Henrique Rodovalho é coreógrafo, diretor artístico e sócio-fundador da
Quasar Companhia de Dança, grupo goiano de dança contemporânea criado em 1988

“A voz artística vai se construindo a partir de um tempo, longo ou não, mas que existe. Acompanhar, ter uma certa consciência sobre seu valor, sua qualidade, contribuem pra que a identidade se estabeleça. Identidade vem com o tempo. O bailarino, assim como a plateia, direta ou indiretamente, acaba absorvendo essa identidade.”

“Desde a estreia ao longo das apresentações, a performance vai se transformando, já que é uma obra viva, uma linguagem, e as pessoas vão se modificando, evoluindo. Faço questão disso, que ela se transforme, que dependa do tema e da relação com o público. Nos meus espetáculos, estou sempre, de alguma forma, pensando em modificações, renovações.”

“Pretendemos diminuir a distância entre a dança e as pessoas. Procuro estabelecer um mundo mais próximo, nunca gostei muito da ideia da dança ser algo mágico. A interação acaba sendo mais um instrumento para essa relação do meu trabalho com o público, uma relação mais direta.”

“Os processos de pesquisa e preparação são bastante específicos, diferenciados. Às vezes, começo com a parte teórica, explicando aos bailarinos o que pretendo, estabeleço uma troca para desenvolvermos juntos. É uma conversa mesmo, para levantar possibilidades, estudar caminhos, para então experimentar na prática os efeitos da coreografia. Concretamente,
as coreografias vão sendo elaboradas até o espetáculo final, por etapas.”

“A dança é uma arte com a particularidade de ser dividida. Desenvolver, criar em conjunto, pressupõe a existência da troca. É uma obra que será interpretada por outras pessoas, e todos devem ter consciência disso. Quando se trabalha em grupo há muita contribuição, a relação de envolvimento, de interação, beneficia a confluência de várias linguagens.”
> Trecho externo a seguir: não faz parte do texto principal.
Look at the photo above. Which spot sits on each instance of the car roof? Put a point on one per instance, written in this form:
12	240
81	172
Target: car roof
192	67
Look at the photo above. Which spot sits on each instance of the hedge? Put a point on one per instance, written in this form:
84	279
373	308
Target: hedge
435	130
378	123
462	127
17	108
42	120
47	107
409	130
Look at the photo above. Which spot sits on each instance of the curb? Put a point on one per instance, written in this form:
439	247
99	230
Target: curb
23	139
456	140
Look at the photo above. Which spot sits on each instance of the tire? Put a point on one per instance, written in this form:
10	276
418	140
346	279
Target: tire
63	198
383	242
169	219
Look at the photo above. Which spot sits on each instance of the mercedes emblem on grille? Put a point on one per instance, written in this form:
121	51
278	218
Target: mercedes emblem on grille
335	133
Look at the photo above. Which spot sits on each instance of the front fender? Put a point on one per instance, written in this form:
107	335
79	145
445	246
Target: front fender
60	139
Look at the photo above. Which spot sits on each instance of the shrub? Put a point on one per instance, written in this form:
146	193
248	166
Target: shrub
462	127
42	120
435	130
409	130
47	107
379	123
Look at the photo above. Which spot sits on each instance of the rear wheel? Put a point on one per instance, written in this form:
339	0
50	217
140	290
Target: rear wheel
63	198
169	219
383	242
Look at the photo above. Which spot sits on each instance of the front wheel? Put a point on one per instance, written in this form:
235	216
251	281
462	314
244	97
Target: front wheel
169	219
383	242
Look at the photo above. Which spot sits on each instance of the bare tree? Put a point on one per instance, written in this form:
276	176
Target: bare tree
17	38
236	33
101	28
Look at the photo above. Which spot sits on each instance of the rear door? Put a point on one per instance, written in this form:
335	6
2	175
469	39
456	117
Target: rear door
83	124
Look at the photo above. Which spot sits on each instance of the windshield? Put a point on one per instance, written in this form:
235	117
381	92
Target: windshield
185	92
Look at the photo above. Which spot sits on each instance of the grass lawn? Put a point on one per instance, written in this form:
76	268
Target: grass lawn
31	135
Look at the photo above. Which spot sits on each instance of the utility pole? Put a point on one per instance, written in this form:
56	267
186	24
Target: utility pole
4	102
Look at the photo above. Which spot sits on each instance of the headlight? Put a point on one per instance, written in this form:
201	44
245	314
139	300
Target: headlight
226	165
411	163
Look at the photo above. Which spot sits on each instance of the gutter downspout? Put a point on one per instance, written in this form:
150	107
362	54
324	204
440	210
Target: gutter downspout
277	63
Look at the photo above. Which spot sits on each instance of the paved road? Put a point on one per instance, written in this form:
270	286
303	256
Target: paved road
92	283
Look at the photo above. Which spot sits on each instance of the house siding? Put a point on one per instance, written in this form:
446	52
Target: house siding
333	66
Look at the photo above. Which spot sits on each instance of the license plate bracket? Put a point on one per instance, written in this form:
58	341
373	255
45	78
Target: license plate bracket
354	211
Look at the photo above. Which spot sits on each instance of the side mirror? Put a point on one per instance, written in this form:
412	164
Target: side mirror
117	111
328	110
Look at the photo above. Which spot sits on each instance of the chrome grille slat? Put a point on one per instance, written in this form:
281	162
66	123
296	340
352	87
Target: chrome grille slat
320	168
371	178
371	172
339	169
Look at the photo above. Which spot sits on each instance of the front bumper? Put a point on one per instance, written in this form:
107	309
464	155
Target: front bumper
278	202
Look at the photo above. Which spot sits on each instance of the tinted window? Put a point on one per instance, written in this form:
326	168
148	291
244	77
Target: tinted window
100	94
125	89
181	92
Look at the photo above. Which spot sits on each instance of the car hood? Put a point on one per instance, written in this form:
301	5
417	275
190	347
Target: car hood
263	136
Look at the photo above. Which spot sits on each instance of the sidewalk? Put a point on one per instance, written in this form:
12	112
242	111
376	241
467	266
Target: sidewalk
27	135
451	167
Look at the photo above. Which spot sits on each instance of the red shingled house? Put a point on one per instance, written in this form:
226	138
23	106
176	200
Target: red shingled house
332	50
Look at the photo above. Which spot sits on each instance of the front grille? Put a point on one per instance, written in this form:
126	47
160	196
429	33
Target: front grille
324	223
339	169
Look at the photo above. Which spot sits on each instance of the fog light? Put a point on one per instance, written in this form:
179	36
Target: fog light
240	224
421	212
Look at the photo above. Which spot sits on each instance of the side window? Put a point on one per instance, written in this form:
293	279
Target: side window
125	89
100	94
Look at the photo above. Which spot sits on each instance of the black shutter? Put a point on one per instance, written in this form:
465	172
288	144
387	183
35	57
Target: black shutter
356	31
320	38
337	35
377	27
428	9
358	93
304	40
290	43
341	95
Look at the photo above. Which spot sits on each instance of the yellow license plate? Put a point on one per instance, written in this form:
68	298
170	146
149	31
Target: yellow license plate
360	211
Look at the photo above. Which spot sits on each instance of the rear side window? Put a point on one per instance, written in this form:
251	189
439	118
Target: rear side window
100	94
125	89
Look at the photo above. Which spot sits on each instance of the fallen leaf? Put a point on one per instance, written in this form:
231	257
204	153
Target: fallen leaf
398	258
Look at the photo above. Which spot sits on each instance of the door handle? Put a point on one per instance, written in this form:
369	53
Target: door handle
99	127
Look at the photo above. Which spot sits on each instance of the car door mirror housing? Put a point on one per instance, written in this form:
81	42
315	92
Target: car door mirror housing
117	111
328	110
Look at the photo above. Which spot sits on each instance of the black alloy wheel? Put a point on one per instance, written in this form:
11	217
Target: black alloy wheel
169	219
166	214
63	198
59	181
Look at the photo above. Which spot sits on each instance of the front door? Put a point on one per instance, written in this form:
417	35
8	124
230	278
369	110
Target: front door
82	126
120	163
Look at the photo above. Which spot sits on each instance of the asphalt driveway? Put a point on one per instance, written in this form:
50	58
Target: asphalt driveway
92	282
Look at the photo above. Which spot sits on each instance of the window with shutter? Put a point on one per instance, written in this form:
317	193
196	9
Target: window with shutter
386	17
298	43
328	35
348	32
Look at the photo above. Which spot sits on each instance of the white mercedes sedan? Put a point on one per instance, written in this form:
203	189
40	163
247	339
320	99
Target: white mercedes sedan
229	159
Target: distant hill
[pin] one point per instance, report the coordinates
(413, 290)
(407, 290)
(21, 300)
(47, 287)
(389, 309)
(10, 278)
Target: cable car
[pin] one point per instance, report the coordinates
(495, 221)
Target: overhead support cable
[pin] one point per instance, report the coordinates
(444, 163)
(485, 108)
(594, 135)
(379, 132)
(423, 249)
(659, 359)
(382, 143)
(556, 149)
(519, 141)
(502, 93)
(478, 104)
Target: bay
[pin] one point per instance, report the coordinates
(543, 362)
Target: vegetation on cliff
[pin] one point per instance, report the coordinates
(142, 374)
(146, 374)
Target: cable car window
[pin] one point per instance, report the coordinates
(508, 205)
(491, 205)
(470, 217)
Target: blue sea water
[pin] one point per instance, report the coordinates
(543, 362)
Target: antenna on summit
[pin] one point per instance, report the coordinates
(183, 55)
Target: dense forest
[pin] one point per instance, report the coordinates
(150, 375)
“Para que uma performance seja boa no palco é preciso haver uma relação de saber o que está se dizendo e a qualidade disso. Uma coreografia pode tratar sobre qualquer assunto, tudo pode se transformar num ótimo espetáculo. São movimentos, ideias, ensaios até o acabamento no palco, com luz, figurino, plateia. Contribui muito acreditar naquilo que se faz, se envolver. A perfeição é muito relativa, a imperfeição também faz parte da nossa existência. Tem mais a ver com uma verdade que você propõe e que as pessoas acreditem.”